O assunto rendeu. Na Câmara, alguns zombaram de Etelvino, outros disseram que Mazzilli merecia ficar sem os móveis, por ter conduzido a votação que aprovara a transferência da capital.
O deputado incendiário
Os deputados, e não só os da oposição, inicialmente detestaram a transferência da capital, que os obrigou a trocar o Rio de Janeiro por uma cidade no meio do sertão goiano, que nem estava concluída.
Clemens Sampaio, do PTB baiano, exagerou: furioso com o improviso da mudança, com a falta de estrutura e com o apartamento sem móveis, resolveu protestar ateando fogo ao elevador do prédio recém-construído. Os outros moradores, também deputados, tentaram conter o colega incendiário, mas sem sucesso: o ato de vandalismo causou danos e ganhou as manchetes dos jornais no mesmo dia em que Brasília foi inaugurada.

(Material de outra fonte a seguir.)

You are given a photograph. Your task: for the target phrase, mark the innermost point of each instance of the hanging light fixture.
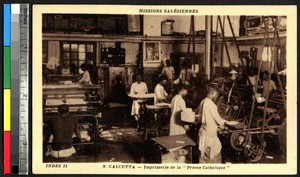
(266, 54)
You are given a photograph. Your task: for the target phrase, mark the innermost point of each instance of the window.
(75, 54)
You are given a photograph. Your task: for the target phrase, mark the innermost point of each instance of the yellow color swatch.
(7, 108)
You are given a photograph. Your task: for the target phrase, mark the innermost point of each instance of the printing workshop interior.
(164, 89)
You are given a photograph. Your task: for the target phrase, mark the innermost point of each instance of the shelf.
(139, 38)
(121, 38)
(260, 36)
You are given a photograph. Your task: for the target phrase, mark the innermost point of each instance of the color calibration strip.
(24, 89)
(7, 88)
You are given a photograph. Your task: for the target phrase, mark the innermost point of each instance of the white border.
(97, 168)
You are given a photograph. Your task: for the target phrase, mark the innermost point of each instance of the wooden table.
(172, 143)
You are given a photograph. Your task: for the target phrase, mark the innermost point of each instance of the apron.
(176, 127)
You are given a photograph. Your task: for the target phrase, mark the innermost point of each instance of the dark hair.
(162, 77)
(213, 87)
(64, 108)
(138, 74)
(168, 62)
(266, 72)
(181, 87)
(83, 66)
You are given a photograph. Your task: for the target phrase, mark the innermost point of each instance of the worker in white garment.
(168, 70)
(85, 79)
(177, 106)
(159, 91)
(209, 143)
(137, 88)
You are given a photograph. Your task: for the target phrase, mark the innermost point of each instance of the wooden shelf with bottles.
(122, 38)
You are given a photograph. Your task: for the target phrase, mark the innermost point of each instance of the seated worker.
(209, 143)
(267, 89)
(185, 73)
(177, 106)
(137, 88)
(62, 129)
(254, 79)
(168, 70)
(159, 91)
(85, 79)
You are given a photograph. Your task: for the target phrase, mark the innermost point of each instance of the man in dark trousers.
(63, 128)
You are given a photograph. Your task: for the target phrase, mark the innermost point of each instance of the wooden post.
(208, 46)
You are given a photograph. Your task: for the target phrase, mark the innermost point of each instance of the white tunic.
(177, 105)
(169, 72)
(272, 87)
(137, 88)
(86, 79)
(160, 93)
(210, 119)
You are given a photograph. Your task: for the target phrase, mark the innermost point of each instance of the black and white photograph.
(164, 89)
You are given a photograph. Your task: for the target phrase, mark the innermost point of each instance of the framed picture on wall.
(152, 52)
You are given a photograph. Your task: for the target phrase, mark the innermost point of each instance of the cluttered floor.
(121, 142)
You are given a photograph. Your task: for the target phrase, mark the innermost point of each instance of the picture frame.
(151, 52)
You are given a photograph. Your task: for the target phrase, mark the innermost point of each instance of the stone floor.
(120, 142)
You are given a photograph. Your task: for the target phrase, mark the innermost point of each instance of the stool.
(119, 113)
(150, 131)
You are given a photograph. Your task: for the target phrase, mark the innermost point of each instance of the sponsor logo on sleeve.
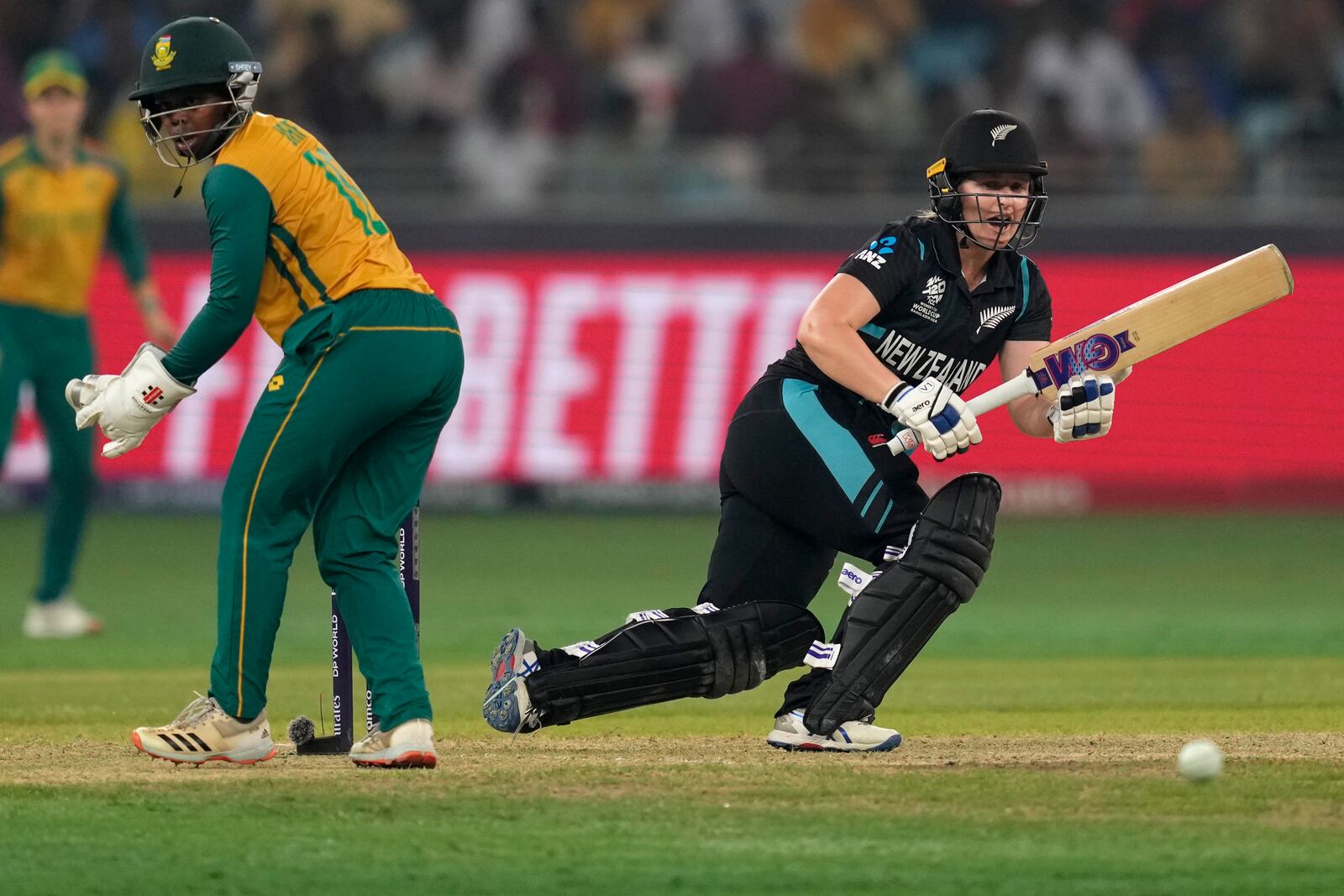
(874, 254)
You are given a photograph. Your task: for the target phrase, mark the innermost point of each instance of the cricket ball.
(1200, 761)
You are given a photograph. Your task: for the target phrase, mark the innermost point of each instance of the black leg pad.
(893, 618)
(689, 654)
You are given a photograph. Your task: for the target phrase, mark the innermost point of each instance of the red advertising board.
(612, 367)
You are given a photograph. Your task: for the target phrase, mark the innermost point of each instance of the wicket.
(343, 672)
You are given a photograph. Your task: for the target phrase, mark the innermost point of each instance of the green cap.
(192, 53)
(53, 69)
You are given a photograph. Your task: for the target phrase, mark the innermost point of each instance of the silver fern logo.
(992, 317)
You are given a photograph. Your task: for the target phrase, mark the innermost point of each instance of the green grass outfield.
(1041, 728)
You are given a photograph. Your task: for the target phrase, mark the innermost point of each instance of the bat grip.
(907, 441)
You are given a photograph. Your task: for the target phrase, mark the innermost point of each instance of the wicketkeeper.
(342, 437)
(907, 324)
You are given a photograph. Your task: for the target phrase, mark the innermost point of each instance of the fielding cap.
(54, 69)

O primeiro cidadão brasiliense
Brasiliano Pereira da Silva — ou Brasil, como ficou conhecido — foi a primeira criança a nascer em Brasília, na manhã da inauguração da nova capital. Os padrinhos, naturalmente, foram Juscelino e dona Sarah. Brasiliano nasceu em casa, com a ajuda da parteira Luísa, bem na hora em que os fogos de artifício começaram a estourar. Era filho de candangos que moravam no antigo acampamento da Vila IAPI, na Cidade Livre.
Casacas e pés descalços
Traje a rigor, poeira e lama, um cenário de faroeste e uma festa de arromba. Havia senhores de fraque e cartola na cerimônia de inauguração a céu aberto, enquanto candangos sem camisa e de bermuda ainda trabalhavam para deixar pronta a praça dos Três Poderes, a tempo de receber os convidados do governo JK.

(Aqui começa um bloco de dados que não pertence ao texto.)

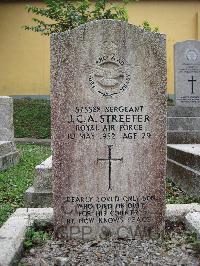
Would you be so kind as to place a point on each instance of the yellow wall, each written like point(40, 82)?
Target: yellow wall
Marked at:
point(24, 56)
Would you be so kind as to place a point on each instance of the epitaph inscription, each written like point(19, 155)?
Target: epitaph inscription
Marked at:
point(109, 130)
point(187, 70)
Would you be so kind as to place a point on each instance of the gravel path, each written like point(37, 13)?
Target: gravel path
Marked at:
point(173, 250)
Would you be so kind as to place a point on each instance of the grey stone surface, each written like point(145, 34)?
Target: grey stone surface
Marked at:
point(6, 119)
point(181, 111)
point(108, 81)
point(183, 125)
point(183, 137)
point(43, 178)
point(12, 233)
point(183, 167)
point(38, 198)
point(192, 221)
point(33, 141)
point(40, 194)
point(187, 70)
point(177, 212)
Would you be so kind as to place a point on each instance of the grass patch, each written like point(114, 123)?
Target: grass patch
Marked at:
point(32, 118)
point(15, 181)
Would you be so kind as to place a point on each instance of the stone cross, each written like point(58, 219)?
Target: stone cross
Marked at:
point(187, 69)
point(192, 80)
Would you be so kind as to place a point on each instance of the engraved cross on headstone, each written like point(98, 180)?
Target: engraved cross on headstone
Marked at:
point(192, 80)
point(110, 159)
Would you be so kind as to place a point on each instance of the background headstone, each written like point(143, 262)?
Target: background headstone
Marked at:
point(108, 81)
point(187, 73)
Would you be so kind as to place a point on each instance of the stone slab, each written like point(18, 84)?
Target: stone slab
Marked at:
point(43, 178)
point(6, 119)
point(187, 70)
point(108, 82)
point(192, 221)
point(13, 231)
point(9, 160)
point(37, 199)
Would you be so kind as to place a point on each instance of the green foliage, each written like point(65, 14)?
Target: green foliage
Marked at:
point(65, 15)
point(15, 181)
point(32, 118)
point(193, 240)
point(35, 237)
point(146, 26)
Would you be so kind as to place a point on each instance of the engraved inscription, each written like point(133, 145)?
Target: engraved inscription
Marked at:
point(110, 77)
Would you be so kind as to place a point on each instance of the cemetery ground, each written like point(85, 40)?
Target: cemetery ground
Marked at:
point(42, 248)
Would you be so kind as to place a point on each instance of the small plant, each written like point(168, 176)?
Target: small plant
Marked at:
point(193, 240)
point(65, 15)
point(146, 25)
point(35, 237)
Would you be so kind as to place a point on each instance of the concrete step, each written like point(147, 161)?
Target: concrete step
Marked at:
point(180, 111)
point(183, 124)
point(185, 137)
point(185, 154)
point(186, 178)
point(183, 166)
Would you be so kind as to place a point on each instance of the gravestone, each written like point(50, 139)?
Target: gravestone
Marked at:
point(40, 193)
point(108, 81)
point(184, 118)
point(8, 153)
point(6, 119)
point(187, 73)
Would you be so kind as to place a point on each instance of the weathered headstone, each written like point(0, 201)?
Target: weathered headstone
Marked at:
point(187, 73)
point(108, 82)
point(8, 153)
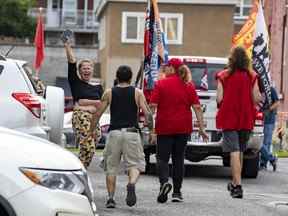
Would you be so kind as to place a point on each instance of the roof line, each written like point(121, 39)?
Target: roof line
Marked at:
point(103, 3)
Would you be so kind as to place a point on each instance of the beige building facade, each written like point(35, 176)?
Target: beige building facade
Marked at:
point(195, 27)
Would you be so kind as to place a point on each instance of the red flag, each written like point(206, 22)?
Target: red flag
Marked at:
point(39, 44)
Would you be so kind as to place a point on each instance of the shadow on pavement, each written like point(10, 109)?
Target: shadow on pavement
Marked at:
point(197, 170)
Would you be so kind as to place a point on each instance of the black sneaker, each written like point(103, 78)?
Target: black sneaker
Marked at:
point(274, 164)
point(110, 203)
point(131, 195)
point(230, 186)
point(236, 191)
point(177, 197)
point(163, 194)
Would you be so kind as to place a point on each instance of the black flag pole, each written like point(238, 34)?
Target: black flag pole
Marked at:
point(140, 76)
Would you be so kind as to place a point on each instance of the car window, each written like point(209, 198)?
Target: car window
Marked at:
point(1, 69)
point(199, 69)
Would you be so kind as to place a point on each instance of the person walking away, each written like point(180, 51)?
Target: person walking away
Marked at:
point(237, 94)
point(269, 124)
point(124, 138)
point(173, 128)
point(86, 98)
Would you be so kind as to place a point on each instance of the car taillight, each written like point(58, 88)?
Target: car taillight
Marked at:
point(104, 128)
point(141, 116)
point(259, 119)
point(30, 102)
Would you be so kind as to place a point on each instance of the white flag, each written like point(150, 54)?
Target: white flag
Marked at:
point(260, 53)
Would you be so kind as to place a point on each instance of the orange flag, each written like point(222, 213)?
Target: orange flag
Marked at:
point(39, 44)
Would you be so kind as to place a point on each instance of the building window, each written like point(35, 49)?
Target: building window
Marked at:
point(133, 24)
point(243, 8)
point(55, 4)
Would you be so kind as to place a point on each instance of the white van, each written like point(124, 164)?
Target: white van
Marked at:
point(198, 150)
point(23, 109)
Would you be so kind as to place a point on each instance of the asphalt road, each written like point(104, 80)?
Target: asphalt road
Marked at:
point(204, 192)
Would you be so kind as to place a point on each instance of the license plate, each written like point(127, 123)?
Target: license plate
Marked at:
point(195, 137)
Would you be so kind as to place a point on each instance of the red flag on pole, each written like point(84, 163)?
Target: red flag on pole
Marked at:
point(39, 44)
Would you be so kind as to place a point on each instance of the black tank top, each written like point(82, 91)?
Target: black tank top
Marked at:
point(123, 108)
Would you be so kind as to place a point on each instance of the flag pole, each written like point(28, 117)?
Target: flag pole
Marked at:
point(39, 44)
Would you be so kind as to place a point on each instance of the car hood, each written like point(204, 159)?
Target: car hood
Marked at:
point(29, 151)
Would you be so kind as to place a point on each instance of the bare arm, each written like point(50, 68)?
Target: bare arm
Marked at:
point(69, 53)
point(274, 105)
point(144, 106)
point(219, 95)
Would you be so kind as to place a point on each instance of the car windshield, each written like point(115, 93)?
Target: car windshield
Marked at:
point(199, 69)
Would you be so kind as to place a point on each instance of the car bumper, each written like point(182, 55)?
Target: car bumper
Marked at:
point(255, 143)
point(42, 132)
point(42, 201)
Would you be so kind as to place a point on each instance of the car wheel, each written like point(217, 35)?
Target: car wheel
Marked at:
point(251, 167)
point(55, 112)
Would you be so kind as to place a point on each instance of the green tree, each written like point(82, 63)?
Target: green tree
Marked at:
point(14, 19)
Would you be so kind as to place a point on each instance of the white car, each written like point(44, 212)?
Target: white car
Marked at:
point(38, 177)
point(196, 149)
point(23, 109)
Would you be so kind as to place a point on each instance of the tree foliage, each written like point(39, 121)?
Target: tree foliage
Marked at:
point(14, 19)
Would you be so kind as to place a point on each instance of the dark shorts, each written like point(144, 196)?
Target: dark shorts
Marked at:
point(234, 141)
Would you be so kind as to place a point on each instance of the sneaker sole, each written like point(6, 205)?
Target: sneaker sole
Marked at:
point(237, 196)
point(162, 198)
point(110, 206)
point(229, 186)
point(176, 200)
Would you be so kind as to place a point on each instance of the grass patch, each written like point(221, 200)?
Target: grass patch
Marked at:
point(282, 154)
point(76, 150)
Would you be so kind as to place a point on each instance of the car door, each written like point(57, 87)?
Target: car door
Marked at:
point(19, 108)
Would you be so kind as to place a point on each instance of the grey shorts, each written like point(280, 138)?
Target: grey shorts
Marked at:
point(234, 141)
point(125, 145)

Foi assim que casacas e pés descalços dividiram o mesmo espaço na festa de inauguração, numa síntese dos extremos que se juntaram para tornar Brasília uma realidade.

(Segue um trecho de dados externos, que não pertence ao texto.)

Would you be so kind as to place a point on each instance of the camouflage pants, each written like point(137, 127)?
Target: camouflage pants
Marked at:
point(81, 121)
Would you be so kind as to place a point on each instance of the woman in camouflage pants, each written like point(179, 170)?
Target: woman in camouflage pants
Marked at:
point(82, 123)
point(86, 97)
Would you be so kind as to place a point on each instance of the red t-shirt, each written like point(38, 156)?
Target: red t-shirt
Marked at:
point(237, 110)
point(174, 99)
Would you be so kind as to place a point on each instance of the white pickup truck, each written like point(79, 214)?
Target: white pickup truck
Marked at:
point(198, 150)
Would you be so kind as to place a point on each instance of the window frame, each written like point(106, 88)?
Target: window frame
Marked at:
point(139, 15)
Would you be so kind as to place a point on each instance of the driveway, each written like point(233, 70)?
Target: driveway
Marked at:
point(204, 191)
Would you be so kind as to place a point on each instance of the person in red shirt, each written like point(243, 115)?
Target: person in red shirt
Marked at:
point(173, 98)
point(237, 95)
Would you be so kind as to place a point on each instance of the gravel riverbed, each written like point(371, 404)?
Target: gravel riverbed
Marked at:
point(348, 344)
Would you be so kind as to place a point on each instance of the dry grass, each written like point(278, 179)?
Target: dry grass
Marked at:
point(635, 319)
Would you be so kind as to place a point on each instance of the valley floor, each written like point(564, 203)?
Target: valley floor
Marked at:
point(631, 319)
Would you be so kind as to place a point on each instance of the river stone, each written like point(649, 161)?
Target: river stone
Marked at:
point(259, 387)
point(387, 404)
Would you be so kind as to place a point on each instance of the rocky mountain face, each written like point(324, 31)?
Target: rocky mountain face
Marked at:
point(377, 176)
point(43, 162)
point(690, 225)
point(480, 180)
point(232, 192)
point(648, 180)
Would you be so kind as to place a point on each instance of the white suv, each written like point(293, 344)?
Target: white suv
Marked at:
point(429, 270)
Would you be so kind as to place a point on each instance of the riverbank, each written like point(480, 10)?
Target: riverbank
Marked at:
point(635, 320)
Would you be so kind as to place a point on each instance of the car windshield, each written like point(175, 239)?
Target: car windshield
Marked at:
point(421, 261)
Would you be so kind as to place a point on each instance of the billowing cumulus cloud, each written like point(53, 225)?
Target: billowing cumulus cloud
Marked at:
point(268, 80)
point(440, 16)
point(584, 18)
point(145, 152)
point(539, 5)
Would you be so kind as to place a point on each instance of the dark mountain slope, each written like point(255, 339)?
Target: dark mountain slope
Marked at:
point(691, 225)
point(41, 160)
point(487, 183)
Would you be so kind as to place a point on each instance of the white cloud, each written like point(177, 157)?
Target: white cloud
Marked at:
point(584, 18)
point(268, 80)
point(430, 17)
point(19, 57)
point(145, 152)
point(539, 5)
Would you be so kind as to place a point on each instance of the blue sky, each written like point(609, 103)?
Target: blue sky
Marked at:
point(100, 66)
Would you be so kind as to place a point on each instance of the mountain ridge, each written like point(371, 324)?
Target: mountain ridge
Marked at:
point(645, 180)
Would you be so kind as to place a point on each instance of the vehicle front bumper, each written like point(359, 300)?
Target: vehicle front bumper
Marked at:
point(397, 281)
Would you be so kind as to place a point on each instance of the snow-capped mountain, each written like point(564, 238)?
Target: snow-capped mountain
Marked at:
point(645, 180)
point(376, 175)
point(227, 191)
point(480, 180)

E o presidente abriu o baile
Juscelino tinha fama de boêmio e sedutor, adorava festas e era reconhecidamente um exímio dançarino. Durante o baile de gala promovido no moderníssimo salão do Brasília Palace Hotel, ante a cúpula da República e dezenas de delegações estrangeiras, ele não hesitou: abriu o baile e dançou a primeira valsa com a Miss Brasília 1959, Marta Garcia.
O baile dos fraques e cartolas
Juscelino sempre buscou conferir pompa e imponência aos eventos de seu governo e não seria diferente na inauguração de Brasília, a menina de seus olhos.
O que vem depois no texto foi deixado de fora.